There's nothing like the strawberries you get in the summertime! I buy mine from Berried Treasure at the Union Square Greenmarket in NYC. They are always a pint of perfection- the perfect color, size, and definitely taste.  While this cake may seem like an unusual pairing at first, it all comes together with the first bite making you wonder why you didn’t think of it before!

Both delicious and inventive, this cake makes a perfect dessert at a decadent dinner or an end-of-summer BBQ.
 
Serves 8 
Balsamic vinegar glaze
1 pound fresh strawberries
½ cup brown sugar
½ cup good quality balsamic vinegar
2 tablespoons olive oil
1 tablespoon honey
Cake
1 cup sugar
¼ cup golden balsamic vinegar
½ cup buttermilk
3 eggs
1 ¾ cup cake flour
1 ½ teaspoon baking powder
½ teaspoon salt
2/3 cups olive oil
How-to: 
  1. Preheat the oven to 350 degrees F.
  2. Grease your pan and line the bottom with a circle of parchment paper (although this is a pain, it is an important step — it will help your cake release from the pan  without messing up you strawberries).Grease the parchment as well.
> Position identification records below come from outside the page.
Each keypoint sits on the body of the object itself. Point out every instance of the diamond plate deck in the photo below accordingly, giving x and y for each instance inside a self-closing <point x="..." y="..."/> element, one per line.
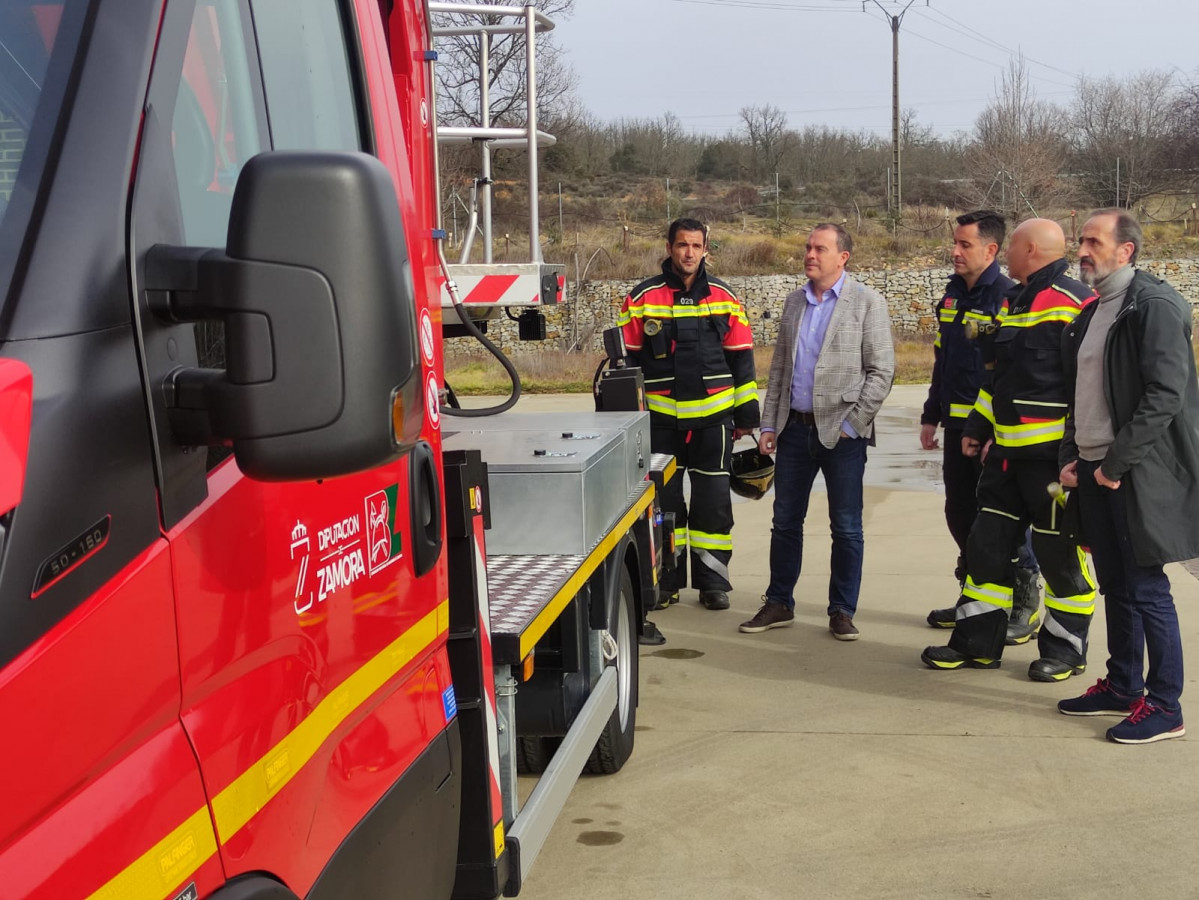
<point x="524" y="589"/>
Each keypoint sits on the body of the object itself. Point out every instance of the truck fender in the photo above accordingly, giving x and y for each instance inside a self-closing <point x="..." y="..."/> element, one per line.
<point x="253" y="887"/>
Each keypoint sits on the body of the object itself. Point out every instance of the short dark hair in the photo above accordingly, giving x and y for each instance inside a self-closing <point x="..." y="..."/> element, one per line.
<point x="844" y="242"/>
<point x="1127" y="228"/>
<point x="992" y="227"/>
<point x="686" y="224"/>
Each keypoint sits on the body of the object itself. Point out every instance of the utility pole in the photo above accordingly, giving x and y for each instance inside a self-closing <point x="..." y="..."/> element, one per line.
<point x="893" y="199"/>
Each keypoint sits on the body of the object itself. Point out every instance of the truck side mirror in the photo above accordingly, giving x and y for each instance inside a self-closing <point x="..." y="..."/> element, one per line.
<point x="16" y="417"/>
<point x="317" y="296"/>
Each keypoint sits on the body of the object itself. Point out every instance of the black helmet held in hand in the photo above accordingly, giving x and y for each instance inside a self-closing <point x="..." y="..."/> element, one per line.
<point x="751" y="473"/>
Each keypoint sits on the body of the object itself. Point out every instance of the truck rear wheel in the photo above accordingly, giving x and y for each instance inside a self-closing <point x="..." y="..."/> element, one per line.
<point x="535" y="753"/>
<point x="615" y="743"/>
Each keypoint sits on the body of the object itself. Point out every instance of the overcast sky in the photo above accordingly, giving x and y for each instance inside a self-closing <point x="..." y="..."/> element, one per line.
<point x="829" y="62"/>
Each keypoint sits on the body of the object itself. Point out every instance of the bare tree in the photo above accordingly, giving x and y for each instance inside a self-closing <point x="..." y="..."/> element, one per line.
<point x="458" y="67"/>
<point x="1122" y="136"/>
<point x="1018" y="150"/>
<point x="769" y="138"/>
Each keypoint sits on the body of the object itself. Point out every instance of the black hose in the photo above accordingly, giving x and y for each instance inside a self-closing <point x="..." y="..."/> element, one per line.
<point x="513" y="375"/>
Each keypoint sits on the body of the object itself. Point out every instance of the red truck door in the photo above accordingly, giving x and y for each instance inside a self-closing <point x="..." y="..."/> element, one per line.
<point x="312" y="616"/>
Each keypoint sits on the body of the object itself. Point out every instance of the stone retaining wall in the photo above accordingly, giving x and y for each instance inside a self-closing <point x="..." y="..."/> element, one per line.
<point x="910" y="294"/>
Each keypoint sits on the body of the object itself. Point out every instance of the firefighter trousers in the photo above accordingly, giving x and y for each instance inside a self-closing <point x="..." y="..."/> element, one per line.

  3. Remove stems and slice strawberries lengthwise. Arrange them in a concentric circle, starting with the outside layer and overlapping slightly and with the seed side down (for the prettiest presentation)
  4. Combine the brown sugar,balsamic vinegar, olive oil, and honey in a sauce pan and whisk. Bring to a boil and stir frequently until thickened enough that it drips more slowly from your stirring spoon(about 7-10 minutes). Remove from heat and pour carefully over the arranged strawberries.
  5. For the cake batter, mix the sugar, buttermilk, vinegar, and eggs in one bowl.
  6. In another bowl, whisk together your dry ingredients: the flour, baking powder, and salt.
  7. Add your wet ingredients to your dry ingredients in three stages, stirring each time.
  8. Add your olive oil in 3 stages, folding and stirring to incorporate each time.
  9. Slowly and carefully pour the batter over the strawberries.
  10. Bake for approximately an hour. The cake is done when the top is golden and it has pulled away slightly from the edges of the pan.
  11. Cool for 10 minutes, and then run a knife between the cake and the pan to make sure it is completely loosened.  Put a flat plate on top of the pan, and then, using potholders to protect your hands, invert the cake.
  12. Remove the cake pan and serve warm. I love this with ice cream.